The Hook Up (Game On Book 1)

My gut tightens. She snuggles closer, nibbling along my jaw, up to the sensitive corner of my mouth. I feel it at the base of my balls. “You were?” I follow her mouth with mine, trying to capture it, but she’s evading, a smile gracing her lips as she brushes them across mine.

I grasp the curve of her hips and pull her hard against me. “Jones.”

“Baylor.” She laughs, and then gives in, her fingers playing with the leather cord around my neck. “Of course I was.” Her thumb caresses the sliver of wood I carved out of my parent’s house. When her eyes find me, they’re wide and deep green. “You’re my home, Drew.”

I let out an unsteady breath. “We’ll be each other’s home.”





TELLING MY FRIENDS that I’m moving in with Drew goes about as well as I expect it to, which is not very. Right in, Iris starts on me.

“Are you fucking crazy?” She follows me into my room, watching as I open my closet and haul out the steamer trunk my mother sent me off to college with. “You just got back together. Why would you move in with him?”

“Because he asked?” I heave the trunk onto my bed. “And because I want to?”

George saunters into the room. “What about Iris? You can’t leave her in a lurch.”

I glance at him before going to my dresser. “You think I’d do that?” It hurts that he does, but I get it; love can make people crazy. “I’ll still pay the rent here until Iris moves out for grad school.”

“So Drew’s gonna be like your sugar daddy?” Iris sneers at the very idea.

“Yeah, because that’s so me.” I roll my eyes. “He owns the house outright and only pays utilities. I’m paying for groceries.” I’d wanted to pay for more, but Drew insisted. His name is on all the bills, and he has the money, so we’d compromised.

Iris plops down on the bed and idly flicks the trunk’s lock. “I get that you’re happy to be back with Drew, Banana, but, come on, you’ve been avoiding commitment like the plague, and now you’re going to move in with him?”

I can’t blame Iris for her skepticism. If I had heard myself even a weeks ago, I’d have thought the same thing. But things change. People grow up. “For months I’ve been resisting letting Drew in, convinced that I’d lose who I am if I did. That he’d crush my heart. But I was the one destroying my soul. I was fucking miserable.”

Even the shadow of that memory hurts. I brush it aside with a deep breath. “I’m happy with him.”

“That doesn’t mean you have to live with him,” she says.

“No, it doesn’t. But if being with him makes me happy, then why stay apart for fear that it might not work? That would be stupid.”

“But you’re so young. Don’t you want to see what the world has to offer?”

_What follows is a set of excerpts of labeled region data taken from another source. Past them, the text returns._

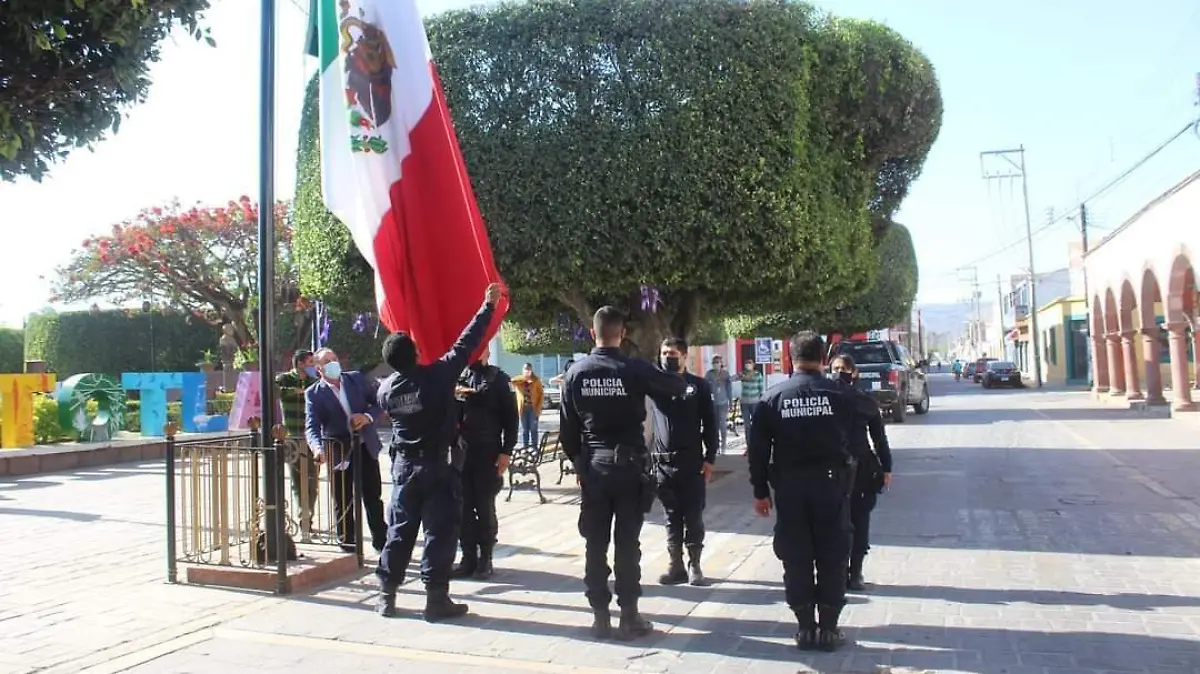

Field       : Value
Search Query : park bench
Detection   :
[504,431,562,503]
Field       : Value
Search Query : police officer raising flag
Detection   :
[748,332,878,651]
[376,283,500,622]
[454,347,518,580]
[559,307,686,639]
[650,337,725,585]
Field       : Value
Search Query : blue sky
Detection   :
[0,0,1200,325]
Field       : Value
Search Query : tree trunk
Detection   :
[625,293,700,361]
[226,309,257,347]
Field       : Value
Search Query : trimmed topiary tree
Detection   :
[726,224,919,338]
[295,0,941,353]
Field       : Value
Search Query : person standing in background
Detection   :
[512,362,546,447]
[704,356,733,452]
[738,361,767,447]
[275,350,320,536]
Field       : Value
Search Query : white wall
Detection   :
[1085,173,1200,323]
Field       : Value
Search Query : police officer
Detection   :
[559,307,686,639]
[376,283,500,622]
[650,337,720,585]
[748,332,878,651]
[829,354,892,592]
[454,347,518,580]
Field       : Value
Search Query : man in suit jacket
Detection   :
[304,349,388,552]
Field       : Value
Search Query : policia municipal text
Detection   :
[559,307,686,639]
[748,332,878,651]
[376,283,500,622]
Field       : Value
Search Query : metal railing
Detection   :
[166,419,364,592]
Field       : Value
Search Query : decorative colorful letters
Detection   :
[0,374,55,447]
[229,372,263,429]
[55,373,125,443]
[121,372,208,438]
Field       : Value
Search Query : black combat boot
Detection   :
[592,608,612,639]
[659,543,688,585]
[425,584,467,622]
[792,603,817,650]
[688,544,708,588]
[817,606,846,652]
[376,584,396,618]
[450,549,479,578]
[846,554,866,592]
[617,603,654,642]
[474,546,496,580]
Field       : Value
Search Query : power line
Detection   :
[946,121,1200,276]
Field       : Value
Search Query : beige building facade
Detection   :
[1085,171,1200,411]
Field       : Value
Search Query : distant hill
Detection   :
[917,302,988,336]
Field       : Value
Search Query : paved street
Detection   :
[0,375,1200,674]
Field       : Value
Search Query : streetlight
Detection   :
[142,300,158,372]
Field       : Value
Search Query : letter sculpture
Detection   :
[121,372,208,438]
[56,373,125,443]
[229,372,263,429]
[0,374,55,447]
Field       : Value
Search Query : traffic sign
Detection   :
[754,337,775,365]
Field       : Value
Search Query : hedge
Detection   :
[0,327,25,373]
[25,311,220,375]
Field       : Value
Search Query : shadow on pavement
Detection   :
[288,580,1200,674]
[0,462,163,494]
[870,584,1200,612]
[908,400,1146,426]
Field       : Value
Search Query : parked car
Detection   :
[830,339,929,423]
[983,361,1025,389]
[971,359,996,384]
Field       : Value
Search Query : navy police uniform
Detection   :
[454,362,520,579]
[559,347,686,636]
[749,372,878,648]
[376,298,494,620]
[650,373,720,585]
[848,390,892,590]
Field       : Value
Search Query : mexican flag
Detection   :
[308,0,508,363]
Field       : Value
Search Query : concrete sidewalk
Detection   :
[7,383,1200,674]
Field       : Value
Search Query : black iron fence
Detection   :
[166,420,364,592]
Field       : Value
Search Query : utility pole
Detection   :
[996,273,1007,357]
[979,145,1042,389]
[1079,204,1097,386]
[958,266,983,357]
[1079,204,1092,307]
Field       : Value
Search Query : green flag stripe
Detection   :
[307,0,338,72]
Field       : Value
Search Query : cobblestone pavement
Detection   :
[0,375,1200,674]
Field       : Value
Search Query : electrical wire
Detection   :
[948,120,1200,273]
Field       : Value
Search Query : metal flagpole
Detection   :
[258,0,286,570]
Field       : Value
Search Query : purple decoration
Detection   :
[642,285,662,313]
[350,312,371,335]
[318,307,334,347]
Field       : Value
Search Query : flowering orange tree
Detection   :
[52,197,302,348]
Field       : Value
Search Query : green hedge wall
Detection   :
[0,327,25,374]
[25,311,220,378]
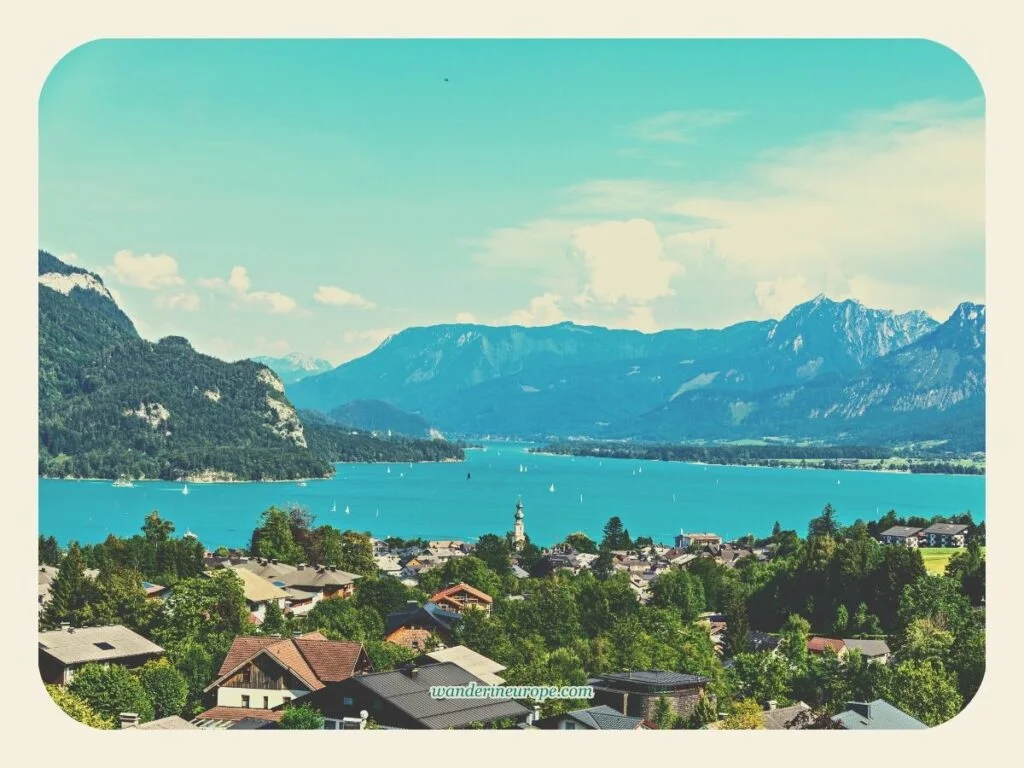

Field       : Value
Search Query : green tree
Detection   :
[722,698,765,730]
[650,569,705,622]
[39,534,60,566]
[473,534,512,575]
[40,542,93,629]
[778,613,811,668]
[249,507,305,563]
[138,658,188,718]
[883,659,964,726]
[565,531,597,555]
[807,504,840,539]
[68,664,154,723]
[46,685,114,730]
[305,599,384,642]
[601,516,633,550]
[651,696,676,731]
[279,705,324,731]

As if life is somewhere just around the corner, and I’ll find it if only I keep searching. It’s what we’ve all been promised, an elusive brass ring that’s always just out of reach, and one day, one day it will pop up in front of us. Well, I don’t want a treadmill life. I’ve tried it and it sucks.

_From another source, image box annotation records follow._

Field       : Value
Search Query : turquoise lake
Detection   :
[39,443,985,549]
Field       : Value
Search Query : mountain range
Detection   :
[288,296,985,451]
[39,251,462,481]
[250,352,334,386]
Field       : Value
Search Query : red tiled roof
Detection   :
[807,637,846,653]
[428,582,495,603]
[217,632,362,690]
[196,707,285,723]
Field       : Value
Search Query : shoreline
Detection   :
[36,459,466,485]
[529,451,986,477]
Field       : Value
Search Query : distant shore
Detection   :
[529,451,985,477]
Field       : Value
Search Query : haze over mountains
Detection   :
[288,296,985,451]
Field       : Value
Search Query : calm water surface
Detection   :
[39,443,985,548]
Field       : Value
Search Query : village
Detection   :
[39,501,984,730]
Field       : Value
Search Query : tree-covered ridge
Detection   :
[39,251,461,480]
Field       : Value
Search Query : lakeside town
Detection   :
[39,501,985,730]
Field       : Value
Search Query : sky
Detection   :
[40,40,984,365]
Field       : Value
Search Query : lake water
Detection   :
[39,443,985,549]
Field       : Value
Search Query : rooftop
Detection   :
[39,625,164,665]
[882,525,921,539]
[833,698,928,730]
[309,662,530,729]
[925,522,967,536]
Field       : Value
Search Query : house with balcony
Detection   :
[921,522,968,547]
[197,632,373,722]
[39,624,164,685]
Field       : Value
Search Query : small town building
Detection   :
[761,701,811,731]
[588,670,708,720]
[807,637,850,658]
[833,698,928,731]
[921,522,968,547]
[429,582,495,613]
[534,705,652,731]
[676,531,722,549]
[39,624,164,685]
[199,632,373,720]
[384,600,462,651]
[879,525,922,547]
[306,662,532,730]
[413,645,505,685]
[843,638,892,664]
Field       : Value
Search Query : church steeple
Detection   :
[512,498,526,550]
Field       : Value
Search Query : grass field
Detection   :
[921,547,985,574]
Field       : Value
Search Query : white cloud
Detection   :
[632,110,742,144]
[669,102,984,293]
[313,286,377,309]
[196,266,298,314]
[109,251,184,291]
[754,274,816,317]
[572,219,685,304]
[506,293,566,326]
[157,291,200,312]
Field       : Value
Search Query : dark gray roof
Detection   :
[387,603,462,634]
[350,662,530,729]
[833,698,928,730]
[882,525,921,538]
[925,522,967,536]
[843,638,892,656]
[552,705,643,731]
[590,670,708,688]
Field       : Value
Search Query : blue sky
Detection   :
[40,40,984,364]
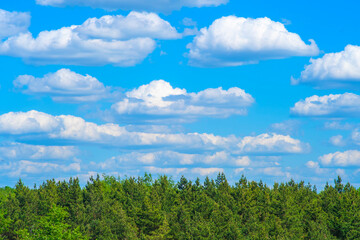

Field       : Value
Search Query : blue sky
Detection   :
[0,0,360,187]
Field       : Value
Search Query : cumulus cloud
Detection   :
[0,9,31,39]
[237,133,310,154]
[36,0,228,13]
[14,68,109,102]
[0,12,179,66]
[271,120,301,134]
[290,93,360,117]
[319,150,360,167]
[94,151,251,170]
[112,80,254,120]
[0,142,78,160]
[262,167,290,177]
[191,168,224,176]
[188,16,319,67]
[75,12,181,40]
[330,135,346,147]
[292,45,360,88]
[145,166,188,175]
[0,160,81,177]
[324,121,354,130]
[0,111,308,154]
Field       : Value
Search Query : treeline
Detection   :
[0,174,360,240]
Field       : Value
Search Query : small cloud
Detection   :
[290,93,360,117]
[329,135,346,147]
[292,45,360,89]
[187,16,319,67]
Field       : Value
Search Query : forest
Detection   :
[0,173,360,240]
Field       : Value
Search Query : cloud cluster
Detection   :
[112,80,254,120]
[290,93,360,117]
[0,9,31,40]
[237,133,310,154]
[75,12,181,40]
[94,151,251,170]
[36,0,228,13]
[292,45,360,88]
[14,68,109,102]
[0,111,308,154]
[0,12,179,66]
[0,160,81,177]
[319,150,360,167]
[188,16,319,67]
[0,142,78,160]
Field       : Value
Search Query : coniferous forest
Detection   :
[0,174,360,240]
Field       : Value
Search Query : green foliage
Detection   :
[0,173,360,240]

I shake my head. “I used to think that if I figured out what I wanted to do with my life, everything would fall into place. Now,” I shrug, “now I’m thinking that happiness is never going to be having the perfect job, house, life. It isn’t a destination, you know? It’s a series of moments. I mean, isn’t that what life is? Moments? The here and now?”

I stuff my underwear into a bag. “Yeah, I have to discover what I want to do with my life. I could end up with the greatest career in the world, but at the end of the day, who I come home to, who I share my accomplishments with is what makes the struggle worth it. And for me, that’s Drew. So, yes, it’s reckless and it may blow up in my face, but I am not afraid. I’m more excited than I’ve ever been. So just… support me, will you?”

“Shit,” George drawls on a smile. “We’ve got her monologuing.” He ducks a sock I chuck at his head. His expression turns serious. “If you’re that sure about it, then you have my blessing, young Anna.”

I kiss the top of his head. “Thanks, Georgie.” Then I give his head a light whack. “Smart ass.”